All I have in my fridge is chocolate cake, pizza, spicy mayo sauce, beer, and weed. I love college
I learned his name tonight. This now makes him a real person. Obviously, I no longer want to sleep with him.
How do I invite him to our 4th of July cookout without sounding too much like "hey you were my first orgasm and I want your dick inside my while watching fireworks"
At this point do you think buying mom a pot plant would be funny or highly inappropriate?
Yeah. I've decided no relationship can survive me shoving my boobs in the guys face
Just slept with a female bodybuilder. not cute. but it was like fucking hulk hogan with a twat. Beastly.
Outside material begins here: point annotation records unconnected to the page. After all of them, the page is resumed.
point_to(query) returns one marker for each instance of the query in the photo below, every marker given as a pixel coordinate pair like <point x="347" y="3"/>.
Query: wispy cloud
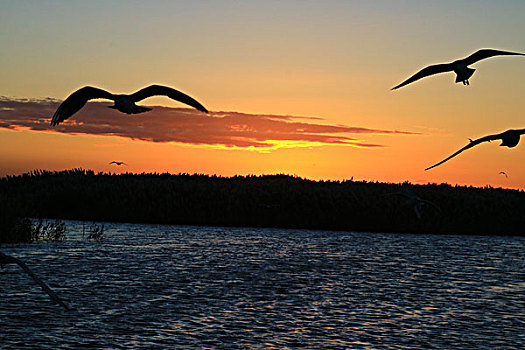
<point x="187" y="126"/>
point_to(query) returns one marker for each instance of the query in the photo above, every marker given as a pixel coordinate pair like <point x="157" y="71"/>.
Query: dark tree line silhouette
<point x="263" y="201"/>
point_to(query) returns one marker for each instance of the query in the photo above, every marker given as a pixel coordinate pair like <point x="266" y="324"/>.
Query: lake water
<point x="154" y="286"/>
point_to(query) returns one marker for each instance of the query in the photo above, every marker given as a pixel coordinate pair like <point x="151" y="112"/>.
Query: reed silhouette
<point x="117" y="163"/>
<point x="263" y="201"/>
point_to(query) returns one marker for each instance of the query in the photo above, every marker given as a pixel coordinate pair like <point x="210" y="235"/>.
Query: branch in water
<point x="7" y="259"/>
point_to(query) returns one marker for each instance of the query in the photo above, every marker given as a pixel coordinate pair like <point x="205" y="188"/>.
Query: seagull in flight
<point x="123" y="103"/>
<point x="460" y="67"/>
<point x="509" y="138"/>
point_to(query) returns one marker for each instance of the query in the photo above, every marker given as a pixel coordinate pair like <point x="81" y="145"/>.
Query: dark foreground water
<point x="149" y="286"/>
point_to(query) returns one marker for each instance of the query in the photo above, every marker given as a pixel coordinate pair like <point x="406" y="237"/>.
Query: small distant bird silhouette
<point x="123" y="103"/>
<point x="415" y="201"/>
<point x="460" y="67"/>
<point x="509" y="138"/>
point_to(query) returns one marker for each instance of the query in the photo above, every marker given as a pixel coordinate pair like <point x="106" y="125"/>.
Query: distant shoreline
<point x="277" y="201"/>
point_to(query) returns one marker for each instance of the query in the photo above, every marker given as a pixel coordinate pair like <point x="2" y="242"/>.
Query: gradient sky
<point x="296" y="87"/>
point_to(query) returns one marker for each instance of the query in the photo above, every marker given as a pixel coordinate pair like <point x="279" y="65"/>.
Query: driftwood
<point x="7" y="259"/>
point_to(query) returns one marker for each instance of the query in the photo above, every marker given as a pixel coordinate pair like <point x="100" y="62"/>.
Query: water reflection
<point x="189" y="287"/>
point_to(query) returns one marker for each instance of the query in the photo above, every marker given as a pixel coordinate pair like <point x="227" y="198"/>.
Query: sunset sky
<point x="295" y="87"/>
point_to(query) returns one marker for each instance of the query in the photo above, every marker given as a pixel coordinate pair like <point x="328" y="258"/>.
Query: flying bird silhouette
<point x="509" y="138"/>
<point x="415" y="201"/>
<point x="460" y="67"/>
<point x="123" y="103"/>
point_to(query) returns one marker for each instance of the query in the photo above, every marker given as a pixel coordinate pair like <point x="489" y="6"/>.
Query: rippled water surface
<point x="154" y="286"/>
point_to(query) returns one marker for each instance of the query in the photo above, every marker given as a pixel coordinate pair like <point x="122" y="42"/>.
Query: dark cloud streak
<point x="165" y="124"/>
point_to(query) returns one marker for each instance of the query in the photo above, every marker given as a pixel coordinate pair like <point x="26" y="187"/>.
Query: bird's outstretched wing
<point x="158" y="90"/>
<point x="470" y="145"/>
<point x="77" y="100"/>
<point x="486" y="53"/>
<point x="425" y="72"/>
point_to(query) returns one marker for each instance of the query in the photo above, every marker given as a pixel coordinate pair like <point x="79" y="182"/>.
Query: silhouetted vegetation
<point x="266" y="201"/>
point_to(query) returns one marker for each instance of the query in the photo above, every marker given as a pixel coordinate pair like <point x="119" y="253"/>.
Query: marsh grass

im so disgusted with myself. funny thing was i lasted 15 seconds. she benches 325
As i was laying there shouting that he dislocated my hip he actually reached his armed around and patted himself on the back
Just peed out a window, not entirely sure it's open. Can't tell. I'll find out in the morning.
Something like that. Healthy diet of beer, ranch sunflower seeds and sex keeps me young.
I went to her house she had a kid pool in her living room watching the vacation channel drinking rum out of the bottle saying" life is what you make it. Mines a vacation!!!"
the conference was great. we had to hide the acid in a planter in front of the department of agriculture though
Well, if you're anything like me you'll get a lot of ass when you turn 30, so that's a plus
I just want a simple guy who likes cats, tattoos, and doing coke off my tits.
Update: He still has devil magic genitals.